Problem 2: 32% We have a stream of tuples describing employee histories, such as those above. The tuples arrive ordered by their timestamps. We want to project out Title and produce coalesced tuples in the output. (Q22) write an SQL-MR query to do that. SQL-MR SELECT empno, /*employee number*/ startTS, /*start of the next maximal period*/ endTS /*end of the current maximal period*/ FROM Emp MATCH_RECOGNIZE ( PARTITION BY empno ORDER BY start MEASURES B.empno AS Eno, FIRST(B.start) AS startTS, MAX(B.end) AS endTS ONE ROW PER MATCH AFTER MATCH SKIP PAST LAST ROW /* a hole between periods*/ MAXIMAL MATCH PATTERN (B+) DEFINE B AS (B.empno =1) OR MAX(PREV(B.end))>= B.start )

Problem 3: 28% 3A We have a time-stamped data stream that begins at time TAlpha, and we can call SQL 2003 aggregates with UNLIMITE PRECEDING. We want to compute the COUNT on a sliding window of 80 minutes without using windows since they require too much memory.

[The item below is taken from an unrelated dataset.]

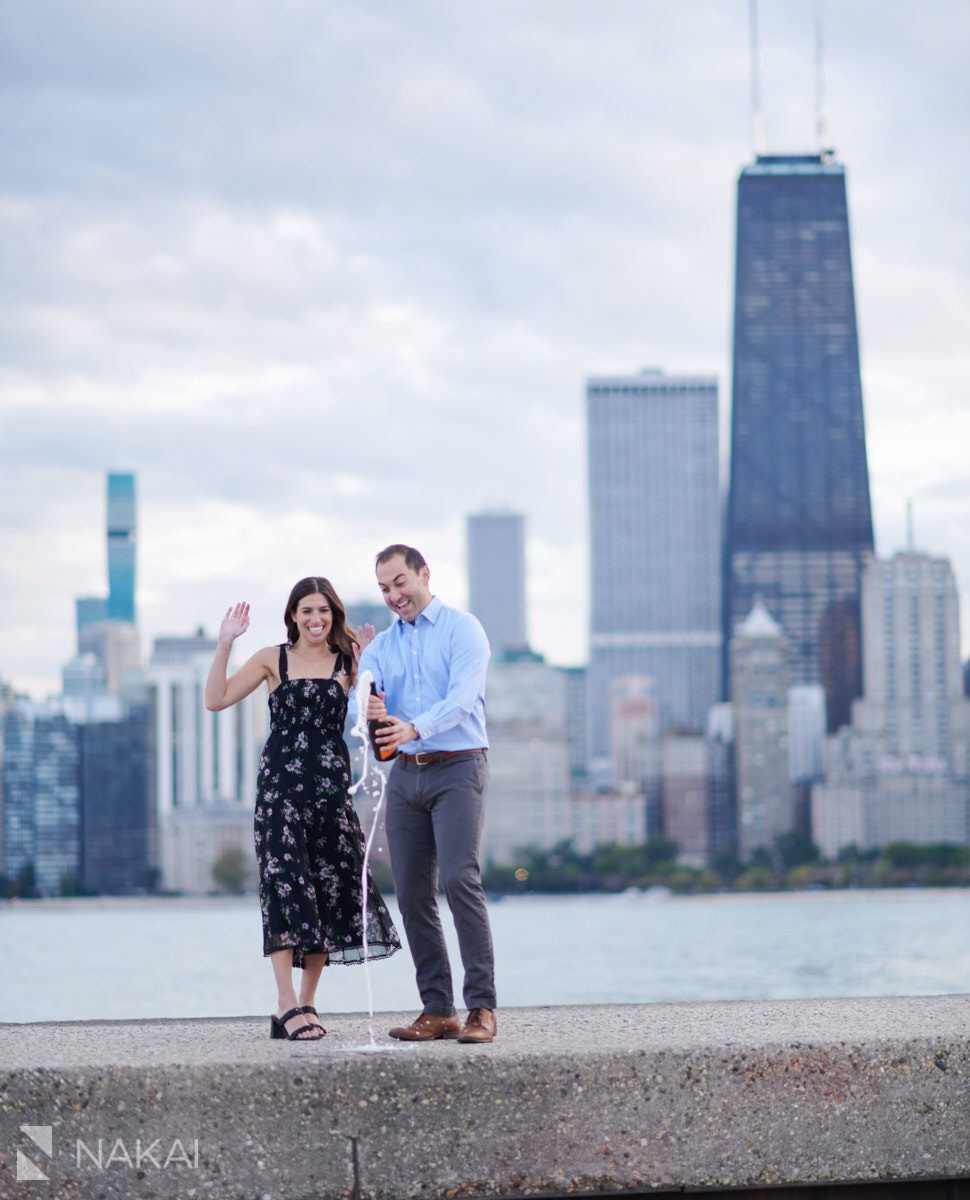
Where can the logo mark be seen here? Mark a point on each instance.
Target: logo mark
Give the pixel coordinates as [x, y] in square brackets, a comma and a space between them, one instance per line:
[43, 1139]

Write an ESL expression to do that. Say that we have union-merged the live stream and the one coming from disk. Thus we might have something like: SMstream(timestamp, IP, source) where source tells us if it is a live event or one from disk. The timestamp of events from disks has been incremented by 80 minutes. Also source=+1 denotes the original stream, wile source -1 denotes that this comes from disk. /* This counts alls the s in a widnow of 80 minutes.*/ SELECT SUM (source) (UNLIMITED PRECEDING) FROM SMstream /*This counts alls the s in a widnow of 80 minutes for each IP*/ SELECT SUM (source) (UNLIMITED PRECEDING) FROM SMstream 3B Now the input stream is filtered by a sampler that retains 5% of the input tuples and discard the rest. Is there an easy modification for query 3A that produces an accurate estimate for the exact count? Show and explain the modification. One should multiply by 100/5=20 the result. 3CNow we want to compute count_distinct. and also perform an accurate estimation for it. Explain why approaches similar to those used in 3A or 3B will not work well. E.g. if B contains N distinct items, a W of size N could just contain the same items or totally new ones. In the second case N+N is correct. In the first case it is not. Let U be the stream so far. W is the window, and B is the stream before W. If cntd denotes count distinct, in general cntd(B)+ cntd(W) can be quite different from cntd(U). 3DAnother approach to estimate count_distinct, consists in (i) maintaining a fixed size sample on a window (e.g., using the BOZ technique discussed in class), (ii) compute the count_distinct value on this window, and (iii) scale-up the result according to the tuple count in the original window (this is known for physical windows and can be computed with technique 3A for logical ones). Would this approach produce reliable estimates? (Support your statements with formulas and examples.) Again there is no way to guess the correct value from that of the sample. For instance, we have 5% sampling and we see 10 distinct items. In the original window we might have 50 distinct items of just the 10 we observed, and the rest are repetitions.